Tinker Tailor Soldier Spy (R) This adaptation of John le Carré’s spy novel is better if you’ve already read the book or seen the 1979 TV miniseries, but even newcomers can appreciate the intelligence and craftsmanship at work. Gary Oldman portrays a retired British spy who’s brought back to MI6 to find a Soviet double agent at the top of the agency. Director Tomas Alfredson (Let the Right One In) creates a sense of claustrophobia by photographing characters behind glass partitions or in frames within the frame, and he stylishly captures the dowdiness of cold-war Britain — you can practically feel the rising damp. Gary Oldman can’t match the hooded watchfulness that Alec Guinness brought to the role, but his quiet strength mirrors the film’s. Also with Colin Firth, Toby Jones, Ciarán Hinds, Mark Strong, John Hurt, David Dencik, Kathy Burke, Stephen Graham, Simon McBurney, Konstantin Khabensky, Svetlana Khodchenkova, Benedict Cumberbatch, and Tom Hardy.
Underworld: Awakening (R) Even the return of Kate Beckinsale and her one-piece leather outfit can’t jolt this fourth installment to life. Nor can the plot, which involves the vampire warrior being roused from a 12-year enforced slumber and discovering that she has a daughter (India Eisley) with some powers of her own. Directors Måns Mårlind and Björn Stein find a pretty 3D visual effect with an anti-werewolf grenade that releases silver particles into the air. Unfortunately, they fall down on the numerous action sequences and make the mistake of thinking we care about the events in the previous three films. We don’t, and we don’t care about this one either. Also with Michael Ealy, Stephen Rea, Theo James, Sandrine Holt, Kris Holden-Ried, Charles Dance, and an uncredited Wes Bentley.
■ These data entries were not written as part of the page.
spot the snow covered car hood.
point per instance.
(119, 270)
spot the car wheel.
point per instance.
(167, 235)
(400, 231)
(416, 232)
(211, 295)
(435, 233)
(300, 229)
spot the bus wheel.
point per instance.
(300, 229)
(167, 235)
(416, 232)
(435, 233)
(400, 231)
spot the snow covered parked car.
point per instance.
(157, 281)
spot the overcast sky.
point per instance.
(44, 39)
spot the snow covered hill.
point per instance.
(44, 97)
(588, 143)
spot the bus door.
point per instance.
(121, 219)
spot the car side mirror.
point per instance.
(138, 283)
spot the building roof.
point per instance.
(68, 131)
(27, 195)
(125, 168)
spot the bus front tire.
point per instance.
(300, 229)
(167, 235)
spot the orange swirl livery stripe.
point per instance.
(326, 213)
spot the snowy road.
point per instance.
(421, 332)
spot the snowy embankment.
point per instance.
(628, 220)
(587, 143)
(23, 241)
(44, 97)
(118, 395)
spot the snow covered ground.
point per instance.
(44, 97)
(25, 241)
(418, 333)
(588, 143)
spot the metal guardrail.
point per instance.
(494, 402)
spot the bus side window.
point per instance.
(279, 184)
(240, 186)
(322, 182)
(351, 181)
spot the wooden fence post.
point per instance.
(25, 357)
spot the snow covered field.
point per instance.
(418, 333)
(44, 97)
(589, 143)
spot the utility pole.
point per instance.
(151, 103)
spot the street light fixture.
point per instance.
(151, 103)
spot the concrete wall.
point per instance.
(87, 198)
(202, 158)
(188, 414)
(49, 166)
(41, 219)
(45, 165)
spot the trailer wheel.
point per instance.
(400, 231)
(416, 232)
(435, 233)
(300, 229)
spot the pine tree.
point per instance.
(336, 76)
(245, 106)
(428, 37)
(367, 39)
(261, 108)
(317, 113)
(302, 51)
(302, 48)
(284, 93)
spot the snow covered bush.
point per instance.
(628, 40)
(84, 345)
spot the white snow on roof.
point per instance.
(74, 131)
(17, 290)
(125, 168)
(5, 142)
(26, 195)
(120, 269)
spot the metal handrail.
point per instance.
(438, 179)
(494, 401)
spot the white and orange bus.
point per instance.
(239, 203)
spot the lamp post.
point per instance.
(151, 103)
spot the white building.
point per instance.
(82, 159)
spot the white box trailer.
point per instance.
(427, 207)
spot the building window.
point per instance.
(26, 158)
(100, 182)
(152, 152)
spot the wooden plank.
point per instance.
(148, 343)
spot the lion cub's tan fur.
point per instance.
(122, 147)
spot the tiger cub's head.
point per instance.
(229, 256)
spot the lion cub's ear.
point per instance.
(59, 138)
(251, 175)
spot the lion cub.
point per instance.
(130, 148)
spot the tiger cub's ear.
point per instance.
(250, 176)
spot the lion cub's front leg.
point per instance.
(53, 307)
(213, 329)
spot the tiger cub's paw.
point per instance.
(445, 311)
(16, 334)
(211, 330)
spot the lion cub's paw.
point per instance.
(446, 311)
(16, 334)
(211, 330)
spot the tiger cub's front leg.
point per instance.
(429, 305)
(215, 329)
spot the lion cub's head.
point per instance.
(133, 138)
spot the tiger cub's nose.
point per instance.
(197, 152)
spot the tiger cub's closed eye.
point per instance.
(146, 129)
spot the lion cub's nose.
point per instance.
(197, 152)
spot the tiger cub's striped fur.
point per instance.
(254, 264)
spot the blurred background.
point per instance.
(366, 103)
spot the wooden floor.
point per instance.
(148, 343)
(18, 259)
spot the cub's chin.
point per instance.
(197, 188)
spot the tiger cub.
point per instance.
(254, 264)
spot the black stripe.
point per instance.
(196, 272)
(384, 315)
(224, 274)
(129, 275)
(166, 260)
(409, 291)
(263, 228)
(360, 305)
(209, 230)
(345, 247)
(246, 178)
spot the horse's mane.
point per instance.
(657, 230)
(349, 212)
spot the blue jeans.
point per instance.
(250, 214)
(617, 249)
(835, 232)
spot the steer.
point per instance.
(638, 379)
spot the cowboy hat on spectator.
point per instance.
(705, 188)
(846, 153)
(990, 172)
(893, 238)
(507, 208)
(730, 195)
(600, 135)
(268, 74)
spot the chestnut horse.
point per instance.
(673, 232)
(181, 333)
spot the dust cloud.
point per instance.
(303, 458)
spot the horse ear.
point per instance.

War Horse (PG-13) Steven Spielberg’s uneven, overlong adaptation of Michael Morpurgo’s book was inspired by the recent stage version but in no way mimics it. Instead, Spielberg films this story (about a rambunctious horse that survives World War I after passing through the hands of various owners on both sides) in an earnest, unironically epic manner. The film sports good performances and one remarkable scene between a British soldier and a German soldier working together in no man’s land to free the horse from barbed wire. Yet these bits don’t come often enough to build up any momentum. Both Spielberg and other filmmakers have been to this territory before, and they’ve done it better. Starring Jeremy Irvine, Emily Watson, Peter Mullan, David Thewlis, Niels Arestrup, Tom Hiddleston, Benedict Cumberbatch, Celine Buckens, Toby Kebbell, Geoff Bell, David Kross, Rainer Bock, Robert Emms, Hinnerk Schönemann, and Eddie Marsan.
We Bought a Zoo (PG) By the standards of PG-rated movies about animals, this is sharply written and engages some unexpectedly thorny issues in a grown-up way. By the standards of Cameron Crowe movies, this falls flat. Adapted from Benjamin Mee’s memoir, this dramedy stars Matt Damon as a widowed journalist who moves his two kids into a house attached to a run-down zoo. The movie’s treatment of bereavement isn’t nearly as good as The Descendants’ and a couple of forceful scenes near the end (one involving Scarlett Johansson as a zookeeper arguing that an aged lion needs to be put down) only show what the rest of the movie is lacking. Crowe is still flailing for direction. Also with Thomas Haden Church, Colin Ford, Maggie Elizabeth Jones, Angus Macfadyen, Patrick Fugit, John Michael Higgins, J.B. Smoove, Carla Gallo, Peter Riegert, Stephanie Szostak, and Elle Fanning.